= Robert J. Shapiro =

American economist

Robert J. Shapiro (born 1953) is the cofounder and chairman of Sonecon, LLC, a United States private consultancy for economic and security-related issues that has built a reputation on a range of policy matters, including climate change, intellectual property, securities fraud, healthcare reform, demographics, the resilience of the electric grid to cyberattacks, and blockchain technologies. He is known for advising public officials, including President Bill Clinton, UK Prime Minister Tony Blair, senior members of the Obama cabinet and administration, numerous US senators and representatives, and the Director of the International Monetary Fund. He also has advised senior executives of numerous Fortune 100 companies.

He holds a Ph.D. from Harvard University, a M.Sc. from the London School of Economics and Political Science, and an A.B. from the University of Chicago. He also has been a Fellow of the National Bureau of Economic Research, the Brookings Institution, and Harvard University.

==Professional career==
Previously he was undersecretary of commerce for economic affairs in the administration of President Bill Clinton, principal economic adviser to Bill Clinton during the 1992 campaign, a senior economic adviser to Hillary Clinton, Barack Obama, John Kerry and Al Gore in their campaigns, a cofounder of the Progressive Policy Institute, legislative director to Senator Daniel Patrick Moynihan, and an associate editor of U.S. News & World Report.

In his Commerce Department position, he oversaw the major statistical agencies of the United States, including the Census Bureau while it carried out the 2000 decennial census.

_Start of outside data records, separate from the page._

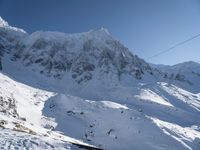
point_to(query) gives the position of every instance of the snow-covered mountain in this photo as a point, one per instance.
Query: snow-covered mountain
(59, 87)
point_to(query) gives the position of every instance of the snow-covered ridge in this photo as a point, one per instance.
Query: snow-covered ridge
(83, 55)
(59, 87)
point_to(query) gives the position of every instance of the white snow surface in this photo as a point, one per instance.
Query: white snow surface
(58, 89)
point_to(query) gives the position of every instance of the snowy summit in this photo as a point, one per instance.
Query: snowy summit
(87, 90)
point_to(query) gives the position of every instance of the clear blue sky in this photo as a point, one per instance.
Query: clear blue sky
(144, 26)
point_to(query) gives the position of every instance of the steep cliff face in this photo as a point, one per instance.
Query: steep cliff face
(81, 55)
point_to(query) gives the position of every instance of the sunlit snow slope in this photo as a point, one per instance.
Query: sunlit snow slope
(56, 88)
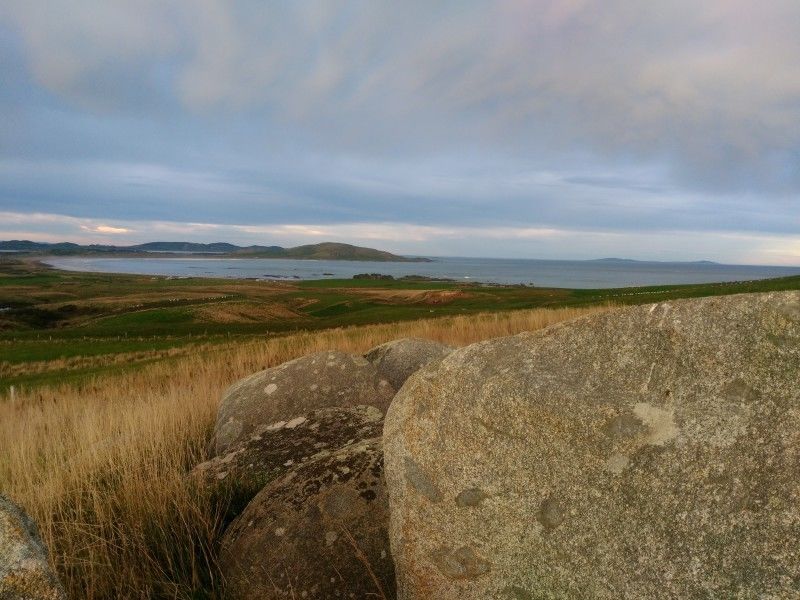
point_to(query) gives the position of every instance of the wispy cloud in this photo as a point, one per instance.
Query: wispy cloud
(405, 238)
(515, 115)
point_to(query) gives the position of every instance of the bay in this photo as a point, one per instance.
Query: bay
(541, 273)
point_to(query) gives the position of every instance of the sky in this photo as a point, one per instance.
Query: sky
(517, 128)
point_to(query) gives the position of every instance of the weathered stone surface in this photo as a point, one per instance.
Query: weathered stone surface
(397, 360)
(273, 450)
(279, 394)
(24, 571)
(321, 531)
(651, 452)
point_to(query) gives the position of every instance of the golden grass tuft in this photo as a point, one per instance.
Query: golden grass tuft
(102, 466)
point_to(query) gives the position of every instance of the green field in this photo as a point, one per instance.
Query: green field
(59, 325)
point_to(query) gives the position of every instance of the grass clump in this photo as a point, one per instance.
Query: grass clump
(102, 465)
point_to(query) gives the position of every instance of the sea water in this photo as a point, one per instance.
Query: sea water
(541, 273)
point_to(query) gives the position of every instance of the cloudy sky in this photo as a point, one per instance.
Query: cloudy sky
(514, 128)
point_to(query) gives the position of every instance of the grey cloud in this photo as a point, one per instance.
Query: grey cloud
(713, 88)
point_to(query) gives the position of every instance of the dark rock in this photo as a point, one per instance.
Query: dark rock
(324, 379)
(271, 451)
(25, 573)
(397, 360)
(318, 532)
(650, 452)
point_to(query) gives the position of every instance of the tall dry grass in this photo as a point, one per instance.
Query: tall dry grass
(102, 466)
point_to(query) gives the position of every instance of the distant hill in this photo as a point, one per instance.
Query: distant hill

Shapiro currently serves as a Director of the blockchain investment fund Medici Venture Fund, Policy Fellow at the McDonough School of Business at Georgetown University, and a member of the advisory boards to biotech company Gilead Sciences and the investment firm Cote Capital. Previously, he was also the Director of the Globalization Initiative of New Democrat Network, a political organization, chair of the Climate Task Force, co-chairman of the American Task Force Argentina, and a director of the Ax:son-Johnson Foundation.